Plus rarement, on peut observer un écoulement abondant de mucus par le nez ou les yeux pouvant être teinté de sang. Les vétérinaires parlent alors de jetage oculo-nasal.

Phase sub-clinique

La phase sub-clinique suit la phase aiguë et dure 2 à 3 mois. Elle peut évoluer de deux façons selon l’état de santé initial du chien :

  • si le chien a de bonnes défenses immunitaires, les symptômes de la phase aiguë s’atténuent même en l’absence de traitement et la maladie évolue sous sa forme chronique,
  • si le chien a des défenses immunitaires défaillantes, les symptômes de la phase aiguë s’intensifient. La maladie peut alors toucher les yeux et provoquer la cécité de l’animal. Dans les cas les plus graves, la maladie provoque des hémorragies sur de nombreux organes et d’autres complications pouvant aller jusqu’au décès de l’animal.

La phase chronique

Deux à quatre mois après l’inoculation de la bactérie par la tique survient la phase chronique. Cette phase peut être bénigne chez certains chiens qui ne présentent alors plus aucun symptôme de la maladie : on dit qu’ils sont porteurs sains de la bactérie E.canis.

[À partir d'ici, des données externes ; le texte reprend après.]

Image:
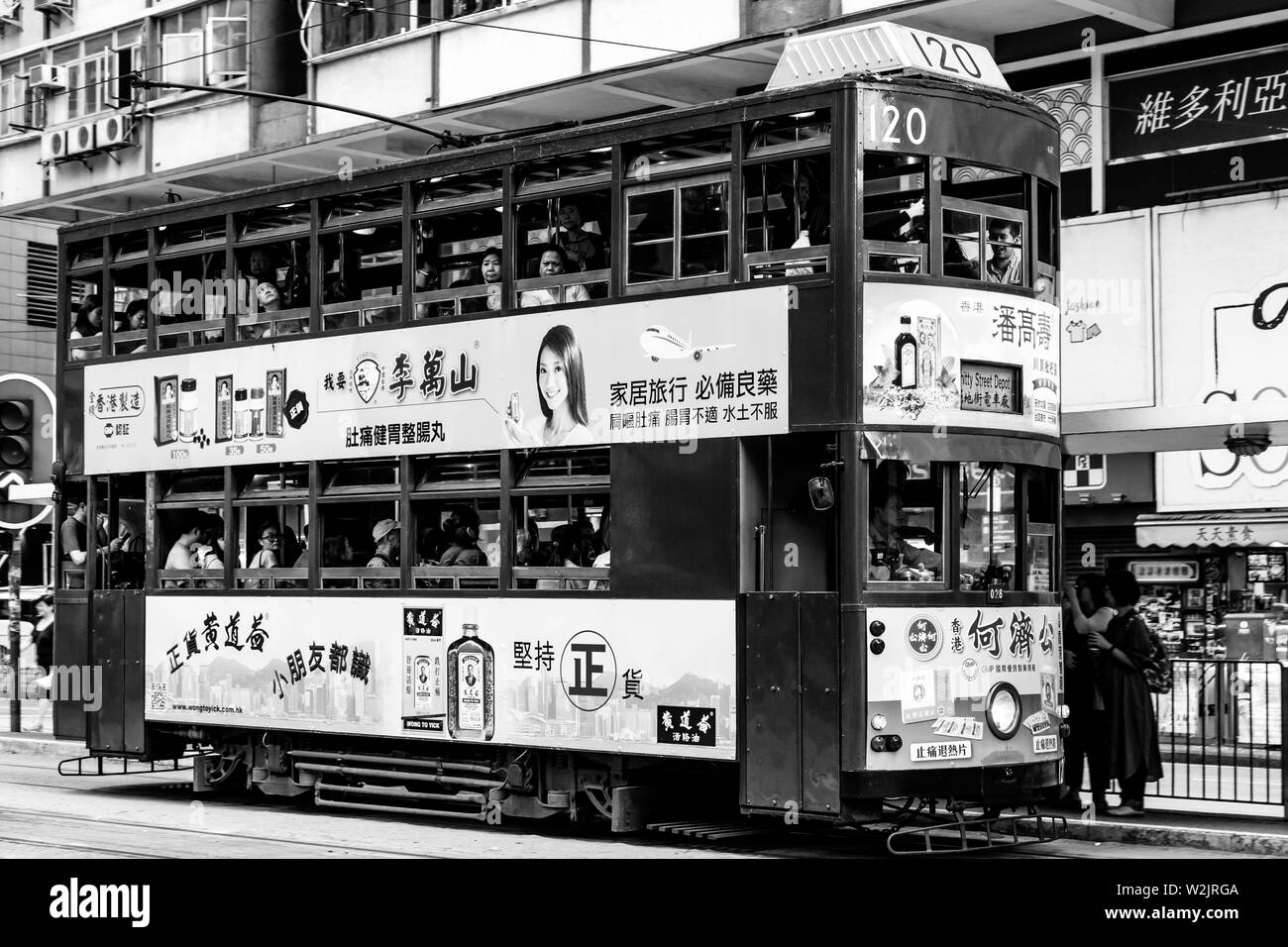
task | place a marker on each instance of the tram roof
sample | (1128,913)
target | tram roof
(536,144)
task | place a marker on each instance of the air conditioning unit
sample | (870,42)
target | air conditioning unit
(52,77)
(53,146)
(81,138)
(112,133)
(11,13)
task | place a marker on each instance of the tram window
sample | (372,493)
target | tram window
(193,235)
(578,224)
(894,213)
(789,217)
(679,231)
(1048,224)
(361,544)
(458,543)
(191,300)
(85,318)
(459,263)
(273,290)
(961,244)
(284,219)
(797,132)
(988,526)
(562,541)
(906,522)
(1041,497)
(361,277)
(132,304)
(986,184)
(271,536)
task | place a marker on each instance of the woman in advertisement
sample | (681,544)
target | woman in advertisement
(562,392)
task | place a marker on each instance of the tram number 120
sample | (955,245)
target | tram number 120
(887,121)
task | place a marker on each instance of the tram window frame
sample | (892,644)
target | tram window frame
(907,257)
(880,571)
(961,510)
(555,474)
(528,282)
(675,188)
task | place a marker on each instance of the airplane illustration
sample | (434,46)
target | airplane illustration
(660,342)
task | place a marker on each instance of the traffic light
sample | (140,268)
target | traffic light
(16,441)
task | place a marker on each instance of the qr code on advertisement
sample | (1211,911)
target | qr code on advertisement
(159,696)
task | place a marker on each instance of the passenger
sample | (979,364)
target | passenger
(86,325)
(387,535)
(180,556)
(554,262)
(268,557)
(1005,264)
(464,527)
(893,557)
(562,393)
(585,249)
(1131,731)
(489,268)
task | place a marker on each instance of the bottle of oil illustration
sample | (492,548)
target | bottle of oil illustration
(906,355)
(471,684)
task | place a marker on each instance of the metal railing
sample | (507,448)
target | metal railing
(1220,733)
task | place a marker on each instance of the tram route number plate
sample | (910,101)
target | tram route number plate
(938,753)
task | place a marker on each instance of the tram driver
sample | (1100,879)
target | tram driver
(893,557)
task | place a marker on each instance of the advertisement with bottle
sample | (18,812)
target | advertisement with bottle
(643,371)
(954,357)
(969,685)
(652,678)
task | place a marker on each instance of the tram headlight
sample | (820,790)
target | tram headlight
(1004,710)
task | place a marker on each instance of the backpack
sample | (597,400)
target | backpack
(1158,668)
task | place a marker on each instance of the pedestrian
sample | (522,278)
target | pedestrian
(1131,731)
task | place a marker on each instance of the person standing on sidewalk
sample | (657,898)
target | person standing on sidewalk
(1131,729)
(1086,611)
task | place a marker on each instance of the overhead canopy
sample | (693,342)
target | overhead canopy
(986,449)
(1252,528)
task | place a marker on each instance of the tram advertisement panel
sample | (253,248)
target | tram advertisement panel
(653,678)
(660,369)
(954,357)
(966,685)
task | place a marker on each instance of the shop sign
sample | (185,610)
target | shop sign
(1164,571)
(1199,105)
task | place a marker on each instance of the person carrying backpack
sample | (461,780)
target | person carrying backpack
(1131,731)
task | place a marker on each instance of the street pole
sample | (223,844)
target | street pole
(16,626)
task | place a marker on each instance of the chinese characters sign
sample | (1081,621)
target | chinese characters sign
(943,357)
(1220,102)
(664,369)
(652,678)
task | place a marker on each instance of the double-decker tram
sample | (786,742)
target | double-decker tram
(706,455)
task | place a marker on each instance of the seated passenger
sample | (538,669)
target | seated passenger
(387,536)
(893,557)
(1005,264)
(554,263)
(464,530)
(86,325)
(585,249)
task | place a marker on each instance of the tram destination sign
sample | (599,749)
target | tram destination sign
(660,371)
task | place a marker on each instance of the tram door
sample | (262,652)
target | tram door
(793,635)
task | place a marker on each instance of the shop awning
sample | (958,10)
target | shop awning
(1252,528)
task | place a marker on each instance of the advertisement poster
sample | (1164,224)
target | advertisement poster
(966,359)
(658,369)
(653,678)
(939,667)
(1107,331)
(1227,344)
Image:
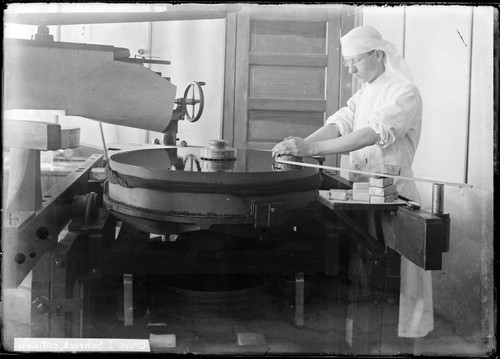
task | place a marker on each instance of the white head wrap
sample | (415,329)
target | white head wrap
(363,39)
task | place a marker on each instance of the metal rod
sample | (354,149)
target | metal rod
(462,185)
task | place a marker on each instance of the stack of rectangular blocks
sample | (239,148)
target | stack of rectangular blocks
(379,189)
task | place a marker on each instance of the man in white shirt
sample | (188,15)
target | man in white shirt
(381,124)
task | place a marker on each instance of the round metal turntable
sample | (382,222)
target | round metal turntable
(167,190)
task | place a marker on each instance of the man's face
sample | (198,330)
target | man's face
(365,67)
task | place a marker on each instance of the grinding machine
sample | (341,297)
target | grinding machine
(176,224)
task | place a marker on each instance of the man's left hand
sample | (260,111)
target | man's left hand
(294,146)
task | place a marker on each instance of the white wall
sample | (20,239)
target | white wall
(196,51)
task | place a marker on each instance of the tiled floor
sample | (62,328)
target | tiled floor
(268,330)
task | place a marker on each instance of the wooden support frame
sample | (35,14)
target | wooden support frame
(27,235)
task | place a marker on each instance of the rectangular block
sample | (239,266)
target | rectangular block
(389,169)
(338,194)
(381,181)
(378,199)
(384,191)
(34,135)
(360,196)
(360,186)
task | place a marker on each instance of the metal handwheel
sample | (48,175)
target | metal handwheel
(194,101)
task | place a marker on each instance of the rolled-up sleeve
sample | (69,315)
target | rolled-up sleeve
(344,117)
(397,115)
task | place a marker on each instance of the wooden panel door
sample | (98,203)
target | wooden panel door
(286,75)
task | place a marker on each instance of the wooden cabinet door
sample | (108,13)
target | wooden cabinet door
(286,75)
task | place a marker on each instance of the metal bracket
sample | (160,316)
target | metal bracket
(268,214)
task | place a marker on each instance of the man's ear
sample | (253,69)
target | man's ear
(380,55)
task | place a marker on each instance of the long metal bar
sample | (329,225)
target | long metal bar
(118,17)
(455,184)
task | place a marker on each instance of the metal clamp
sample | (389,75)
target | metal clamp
(268,214)
(45,305)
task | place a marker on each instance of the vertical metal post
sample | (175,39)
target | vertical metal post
(299,299)
(128,300)
(437,198)
(438,210)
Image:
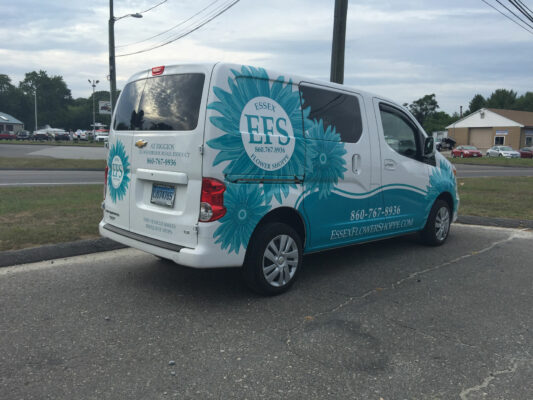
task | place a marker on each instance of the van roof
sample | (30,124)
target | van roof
(175,68)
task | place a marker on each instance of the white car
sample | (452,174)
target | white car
(102,137)
(502,151)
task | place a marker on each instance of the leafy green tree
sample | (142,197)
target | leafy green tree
(423,108)
(53,96)
(525,102)
(502,98)
(477,103)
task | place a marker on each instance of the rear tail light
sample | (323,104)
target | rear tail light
(105,180)
(158,70)
(212,200)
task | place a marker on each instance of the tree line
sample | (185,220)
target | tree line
(425,108)
(55,104)
(57,108)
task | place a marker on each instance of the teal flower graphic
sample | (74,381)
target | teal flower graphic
(441,180)
(119,171)
(244,204)
(325,151)
(248,84)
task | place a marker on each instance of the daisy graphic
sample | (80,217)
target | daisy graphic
(325,152)
(248,86)
(245,207)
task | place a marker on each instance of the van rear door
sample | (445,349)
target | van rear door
(166,158)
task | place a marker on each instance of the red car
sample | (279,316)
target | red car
(466,151)
(526,152)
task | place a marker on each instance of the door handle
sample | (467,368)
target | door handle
(356,164)
(389,164)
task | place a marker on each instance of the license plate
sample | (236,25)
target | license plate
(163,195)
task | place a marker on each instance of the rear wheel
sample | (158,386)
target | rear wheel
(438,224)
(273,259)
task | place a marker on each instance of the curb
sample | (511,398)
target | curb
(497,222)
(82,247)
(60,250)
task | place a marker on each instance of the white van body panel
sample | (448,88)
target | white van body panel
(278,152)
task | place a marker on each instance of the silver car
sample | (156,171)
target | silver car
(502,151)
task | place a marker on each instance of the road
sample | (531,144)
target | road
(390,320)
(484,171)
(48,178)
(47,151)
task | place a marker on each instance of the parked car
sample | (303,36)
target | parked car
(526,152)
(7,136)
(261,193)
(40,135)
(101,135)
(502,151)
(23,135)
(61,135)
(466,151)
(445,144)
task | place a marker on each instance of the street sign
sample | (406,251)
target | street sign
(104,107)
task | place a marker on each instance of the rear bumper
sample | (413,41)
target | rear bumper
(206,254)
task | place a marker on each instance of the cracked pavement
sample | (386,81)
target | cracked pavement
(384,320)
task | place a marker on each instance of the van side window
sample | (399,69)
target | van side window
(165,103)
(336,109)
(400,133)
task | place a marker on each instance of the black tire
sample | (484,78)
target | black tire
(282,266)
(435,233)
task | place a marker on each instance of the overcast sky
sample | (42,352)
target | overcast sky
(401,49)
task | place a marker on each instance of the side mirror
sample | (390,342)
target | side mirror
(429,146)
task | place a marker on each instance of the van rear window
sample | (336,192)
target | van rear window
(164,103)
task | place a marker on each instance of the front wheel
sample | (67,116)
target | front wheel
(273,259)
(438,224)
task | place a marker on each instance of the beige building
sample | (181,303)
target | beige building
(490,126)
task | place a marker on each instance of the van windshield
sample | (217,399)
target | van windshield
(164,103)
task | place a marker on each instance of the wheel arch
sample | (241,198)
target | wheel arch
(286,215)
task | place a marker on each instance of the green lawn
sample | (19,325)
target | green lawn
(501,197)
(501,161)
(33,216)
(54,143)
(50,163)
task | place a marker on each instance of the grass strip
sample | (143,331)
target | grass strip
(50,163)
(33,216)
(81,143)
(497,197)
(497,161)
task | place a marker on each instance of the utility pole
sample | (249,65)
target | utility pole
(35,101)
(112,70)
(93,84)
(339,39)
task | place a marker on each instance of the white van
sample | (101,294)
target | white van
(219,165)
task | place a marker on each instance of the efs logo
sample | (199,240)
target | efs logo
(267,133)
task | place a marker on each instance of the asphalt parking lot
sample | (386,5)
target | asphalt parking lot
(385,320)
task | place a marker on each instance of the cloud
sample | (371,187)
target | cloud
(403,49)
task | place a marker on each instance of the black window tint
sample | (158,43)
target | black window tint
(126,113)
(170,102)
(400,133)
(339,110)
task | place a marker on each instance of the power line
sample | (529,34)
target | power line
(195,28)
(508,17)
(519,7)
(525,6)
(151,8)
(174,27)
(512,12)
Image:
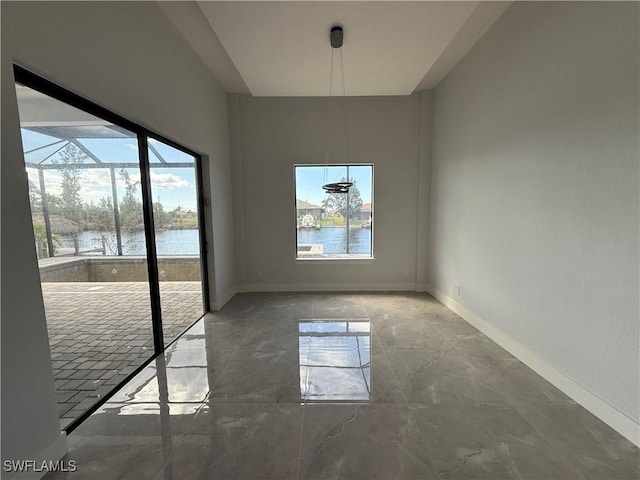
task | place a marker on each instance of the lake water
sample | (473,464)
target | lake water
(334,239)
(168,242)
(186,242)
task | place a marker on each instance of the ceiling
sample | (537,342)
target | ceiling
(281,48)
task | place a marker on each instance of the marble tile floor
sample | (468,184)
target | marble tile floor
(343,386)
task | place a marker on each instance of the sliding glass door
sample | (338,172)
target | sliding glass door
(174,186)
(117,219)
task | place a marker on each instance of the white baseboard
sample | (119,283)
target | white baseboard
(606,412)
(224,298)
(328,287)
(54,452)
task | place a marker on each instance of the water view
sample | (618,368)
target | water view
(168,242)
(334,239)
(186,242)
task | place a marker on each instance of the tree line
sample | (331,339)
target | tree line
(100,215)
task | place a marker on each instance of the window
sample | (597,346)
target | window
(117,220)
(336,225)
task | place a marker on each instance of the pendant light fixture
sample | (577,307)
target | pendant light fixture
(336,38)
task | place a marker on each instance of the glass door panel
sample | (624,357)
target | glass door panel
(86,209)
(174,187)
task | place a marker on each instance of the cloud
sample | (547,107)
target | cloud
(95,177)
(165,181)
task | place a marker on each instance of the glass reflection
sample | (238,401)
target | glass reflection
(335,360)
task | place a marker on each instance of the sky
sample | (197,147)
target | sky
(172,187)
(309,181)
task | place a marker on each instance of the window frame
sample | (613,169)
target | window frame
(346,258)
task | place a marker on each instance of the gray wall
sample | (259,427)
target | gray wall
(270,135)
(129,58)
(534,190)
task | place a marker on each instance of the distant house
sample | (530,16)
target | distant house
(305,208)
(365,212)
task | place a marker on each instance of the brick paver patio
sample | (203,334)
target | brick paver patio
(101,332)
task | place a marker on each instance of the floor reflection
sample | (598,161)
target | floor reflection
(335,360)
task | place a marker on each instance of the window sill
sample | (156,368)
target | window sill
(335,260)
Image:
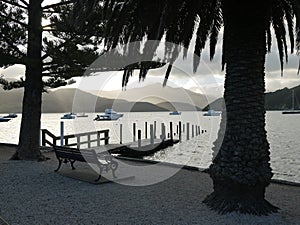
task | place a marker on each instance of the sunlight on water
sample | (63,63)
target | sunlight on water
(283,131)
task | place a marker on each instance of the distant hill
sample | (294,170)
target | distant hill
(157,94)
(278,100)
(62,100)
(178,106)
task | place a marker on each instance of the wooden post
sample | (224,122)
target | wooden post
(193,134)
(146,130)
(98,138)
(78,142)
(151,136)
(163,132)
(139,139)
(187,131)
(171,130)
(41,137)
(89,140)
(154,130)
(134,132)
(61,133)
(121,128)
(179,131)
(106,137)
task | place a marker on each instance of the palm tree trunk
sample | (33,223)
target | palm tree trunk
(31,113)
(241,170)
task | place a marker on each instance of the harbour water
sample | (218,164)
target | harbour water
(282,130)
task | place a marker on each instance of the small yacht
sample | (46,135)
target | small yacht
(2,119)
(109,114)
(212,112)
(175,113)
(68,116)
(81,115)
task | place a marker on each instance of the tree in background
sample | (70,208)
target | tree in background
(56,51)
(241,169)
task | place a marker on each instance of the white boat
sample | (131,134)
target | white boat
(11,115)
(109,114)
(68,116)
(81,115)
(2,119)
(212,112)
(292,111)
(175,113)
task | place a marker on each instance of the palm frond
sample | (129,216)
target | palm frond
(279,28)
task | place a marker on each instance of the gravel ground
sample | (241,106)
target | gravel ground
(31,193)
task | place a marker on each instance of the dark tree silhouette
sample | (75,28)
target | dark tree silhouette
(51,50)
(241,169)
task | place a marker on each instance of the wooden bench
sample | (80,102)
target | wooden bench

Dans d’autres cas, la phase chronique peut aussi s’accompagner de signes visibles extrêmement variés dont voici une liste non-exhaustive :

  • l’apparition de bleus sur le ventre de l’animal,
  • l’apparition de petites pointes de sang appelées pétéchies sur les muqueuses,
  • un gonflement des articulations et du scrotum,
  • des signes neurologiques.

A ce stade de la maladie, le vétérinaire constatera dans les analyses sanguines une chute grave des plaquettes, des globules rouges et des globules blancs. Les autres analyses peuvent mettre en évidence une insuffisance hépatique et une insuffisance rénale chronique.

La maladie se révèle particulièrement grave chez le berger allemand chez qui elle provoque une aplasie médullaire, autrement dit une raréfaction de la moelle osseuse qui se traduit par une incapacité irréversible de fabriquer les cellules sanguines. Le pronostic vital des chiens atteints de cette forme chronique de la maladie est très sombre.

L’ehrlichiose, ça se soigne ?

Il existe des traitements antibiotiques qui permettent de traiter la maladie. C’est dans la phase aiguë précoce de la maladie que le traitement donne les meilleures chances de guérison. Dès les premiers signes de la maladie, il est donc fortement conseillé de vous rendre chez votre vétérinaire. La consultation, les analyses sanguines ainsi que le traitement antibiotique pourront même vous être remboursés si vous avez pris soin auparavant de souscrire une assurance santé pour animaux.

En phase chronique, les traitements antibiotiques peuvent être complétés par des traitements de soutien des fonctions vitales de l‘animal.

S’il n’existe pas aujourd’hui de vaccin contre l’ehrlichiose, il est tout de même possible de prévenir la maladie en évitant l’infestation de votre chien par les tiques. Pensez à mettre à jour son traitement contre les parasites externes et à inspecter son pelage à chaque retour de promenade.